Parallel dazu trifft sich der Rat für Wettbewerbsfähigkeit am 28. November,
wo eine Zusammenfassung der Positionen jedes einzelnen der 25
Mitgliedstaaten über die strittigen Artikel erfolgen wird.
In seiner gegenwärtigen Fassung ist der Richtlinienentwurf inakzeptabel: Es
handelt sich um nichts Geringeres als einen Entwurf für die
Dereglementierung des Dienstleistungsmarktes. Darüber hinaus bedroht er
aufgrund seines bereichsübergreifenden Anwendungsbereichs Aufgaben von
allgemeinem Interesse und die Lenkungsfunktion der öffentlichen Hand auf
nationaler, regionaler und lokaler Ebene. Schließlich würde die Anwendung
des Prinzips des Herkunftslandes als generelle Regel in der gesamten
Europäischen Union zu Sozial-, Steuer- und Umweltdumping führen.
Kurz: Die Bolkestein-Richtlinie stellt eine tatsächliche Bedrohung für das
europäische Sozialmodell dar.
Fassen wir zusammen:
Auf der Ebene des Europäischen Parlaments wurde die ursprünglich für den 5.
Oktober vorgesehene Abstimmung im Ausschuss auf den 22. bis 23. November
verschoben.
Gegenwärtig scheint es, dass die meisten Parlamentarier in Richtung der
Richtlinie gehen, indem sie Änderungsanträge annehmen, die nicht unserer
grundsätzlichen Kritik entsprechen. Dabei sind wir an einer entscheidenden
Stelle des parlamentarischen Weges des Bolkestein-Richtlinienentwurfs
angelangt. Es ist von grundlegender Bedeutung, dass die Abstimmung im
Binnenmarktausschuss des Europäischen Parlaments am 22. bis 23. November in
die richtige Richtung geht, das heißt, in Richtung eines effektiven
Schutzes der Dienstleistungen, die der Allgemeinheit dienen, vor allem
Bildung, Gesundheit oder Kultur. Folglich ist eine Massenmobilisierung
zwingend geboten.
Auf der Ebene des Ministerrats steht der Richtlinienentwurf auf der
Tagesordnung des Rates für Wettbewerbsfähigkeit vom 28. November, und der
Rat wartet ab, welches Signal vom Parlament ausgehen wird.
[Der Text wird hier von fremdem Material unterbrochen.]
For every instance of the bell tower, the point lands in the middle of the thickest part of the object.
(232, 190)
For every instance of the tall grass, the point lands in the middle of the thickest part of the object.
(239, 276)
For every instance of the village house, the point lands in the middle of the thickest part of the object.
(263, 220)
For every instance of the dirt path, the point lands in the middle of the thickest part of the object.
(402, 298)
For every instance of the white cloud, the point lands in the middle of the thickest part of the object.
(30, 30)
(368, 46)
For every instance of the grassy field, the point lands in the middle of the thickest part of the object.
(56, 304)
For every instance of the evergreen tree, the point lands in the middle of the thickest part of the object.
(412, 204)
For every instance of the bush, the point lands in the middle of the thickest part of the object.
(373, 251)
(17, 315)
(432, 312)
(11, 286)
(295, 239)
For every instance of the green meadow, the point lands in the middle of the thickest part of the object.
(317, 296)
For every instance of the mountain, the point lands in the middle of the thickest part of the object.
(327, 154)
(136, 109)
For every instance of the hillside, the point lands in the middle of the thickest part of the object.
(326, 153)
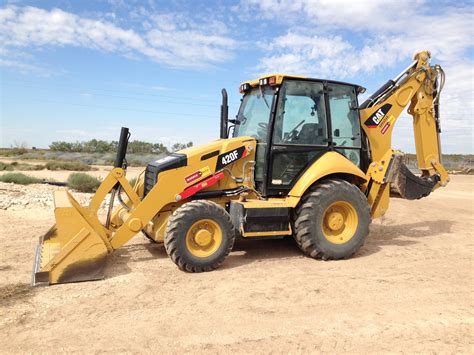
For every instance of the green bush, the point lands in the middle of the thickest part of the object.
(19, 178)
(67, 165)
(83, 182)
(19, 166)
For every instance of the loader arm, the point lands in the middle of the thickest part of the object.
(417, 87)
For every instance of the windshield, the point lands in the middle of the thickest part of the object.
(254, 113)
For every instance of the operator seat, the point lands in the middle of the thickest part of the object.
(310, 133)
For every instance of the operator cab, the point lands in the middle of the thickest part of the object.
(295, 121)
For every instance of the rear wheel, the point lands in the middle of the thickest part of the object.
(199, 236)
(332, 220)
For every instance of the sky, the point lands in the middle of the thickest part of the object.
(77, 70)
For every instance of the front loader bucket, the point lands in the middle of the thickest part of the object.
(75, 248)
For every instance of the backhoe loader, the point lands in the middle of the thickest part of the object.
(302, 158)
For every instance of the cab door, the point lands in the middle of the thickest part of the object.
(299, 135)
(345, 124)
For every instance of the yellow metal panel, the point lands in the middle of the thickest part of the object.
(267, 233)
(330, 163)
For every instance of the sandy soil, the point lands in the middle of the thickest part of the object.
(100, 171)
(409, 289)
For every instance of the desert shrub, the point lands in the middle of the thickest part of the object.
(20, 166)
(19, 178)
(5, 167)
(67, 165)
(83, 182)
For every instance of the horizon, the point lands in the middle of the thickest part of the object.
(73, 71)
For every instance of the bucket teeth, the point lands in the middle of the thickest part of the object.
(74, 249)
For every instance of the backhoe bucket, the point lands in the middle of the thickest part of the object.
(75, 248)
(405, 184)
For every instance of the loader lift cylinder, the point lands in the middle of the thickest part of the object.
(122, 147)
(119, 159)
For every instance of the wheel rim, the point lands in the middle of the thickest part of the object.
(203, 238)
(339, 222)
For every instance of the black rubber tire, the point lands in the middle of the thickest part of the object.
(179, 223)
(307, 219)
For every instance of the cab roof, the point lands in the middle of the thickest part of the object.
(277, 78)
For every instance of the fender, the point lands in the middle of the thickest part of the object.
(330, 163)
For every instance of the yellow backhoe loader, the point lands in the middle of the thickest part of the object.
(304, 159)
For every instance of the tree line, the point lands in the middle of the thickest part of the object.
(101, 146)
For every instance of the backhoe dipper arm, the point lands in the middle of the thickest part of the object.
(418, 86)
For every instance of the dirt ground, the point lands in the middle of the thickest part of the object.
(409, 289)
(100, 171)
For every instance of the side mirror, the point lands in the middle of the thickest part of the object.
(224, 114)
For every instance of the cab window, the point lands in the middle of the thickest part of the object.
(344, 116)
(301, 115)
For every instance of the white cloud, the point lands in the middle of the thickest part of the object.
(322, 42)
(163, 42)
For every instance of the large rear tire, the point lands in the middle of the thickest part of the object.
(199, 236)
(332, 220)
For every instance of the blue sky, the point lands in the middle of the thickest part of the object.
(76, 70)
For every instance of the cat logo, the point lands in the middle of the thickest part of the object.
(374, 120)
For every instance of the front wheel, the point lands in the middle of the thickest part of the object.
(332, 220)
(199, 236)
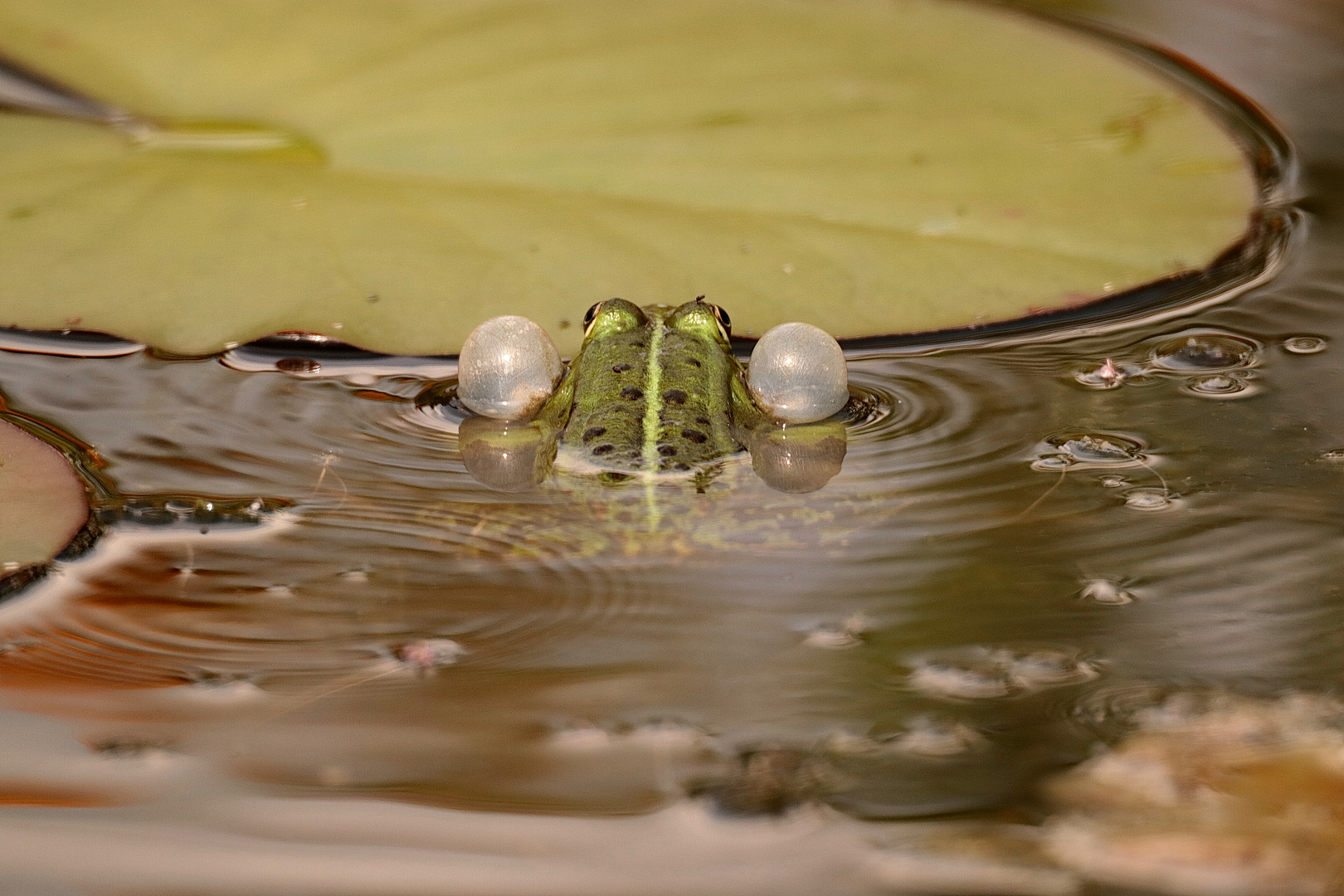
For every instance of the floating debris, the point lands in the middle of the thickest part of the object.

Die britische Präsidentschaft hat auch zu den ärgerlichen Themen umfassende
technische Arbeiten durchgeführt. Bis heute sind die Rückmeldungen zur
Position der Mitgliedstaaten betrüblich. Was den Anwendungsbereich
betrifft, so sind die einzigen Ausnahmen, die von der Mehrheit der
Mitgliedstaaten unterstützt werden, das Steuerwesen und Glücksspiele. Nur
einige wenige Mitgliedstaaten verlangen den expliziten Ausschluss von
audiovisueller Technologie, Gesundheit und Bildung. 17 Mitgliedstaaten
unterstützen das Prinzip des Herkunftslandes, 11 davon ohne jeglichen
Vorbehalt. Finnland, Spanien, Schweden und Österreich haben juristische
Fragen. In Bezug auf die Arbeitnehmerentsendung dagegen bildet sich eine
Front, die diese Problematik nicht in der Richtlinie angehen will, dabei
handelt es sich hauptsächlich um Frankreich, Italien, Österreich, Schweden,
Dänemark und Belgien.
Sie haben richtig verstanden: Es handelt sich um einen entscheidenden
Augenblick. Alle Bürgerinitiativen in Richtung des Europäischen Parlaments
und des Rates für Wettbewerbsfähigkeit sind äußerst wichtig.
Dazu erhalten Sie nachstehend ein Musteranschreiben, in dem die
Unterstützung der Änderungsanträge gefordert werden, welche die Forderungen
der Petition aufnehmen; dieses können Sie an folgende Personen senden:
An alle EU-Parlamentarier, vor allem an alle ordentlichen und
stellvertretenden Mitglieder des Ausschusses für Binnenmarkt und
Verbraucherschutz, und natürlich an Ihre nationalen Parlamentarier aller
Parteien ;
An die Staats- und Regierungschefs Ihres eigenen Landes (oder auch an
andere!), an die britische Ratspräsidentschaft und an die Mitglieder der
britischen Regierung, die den Rat für Wettbewerbsfähigkeit leiten.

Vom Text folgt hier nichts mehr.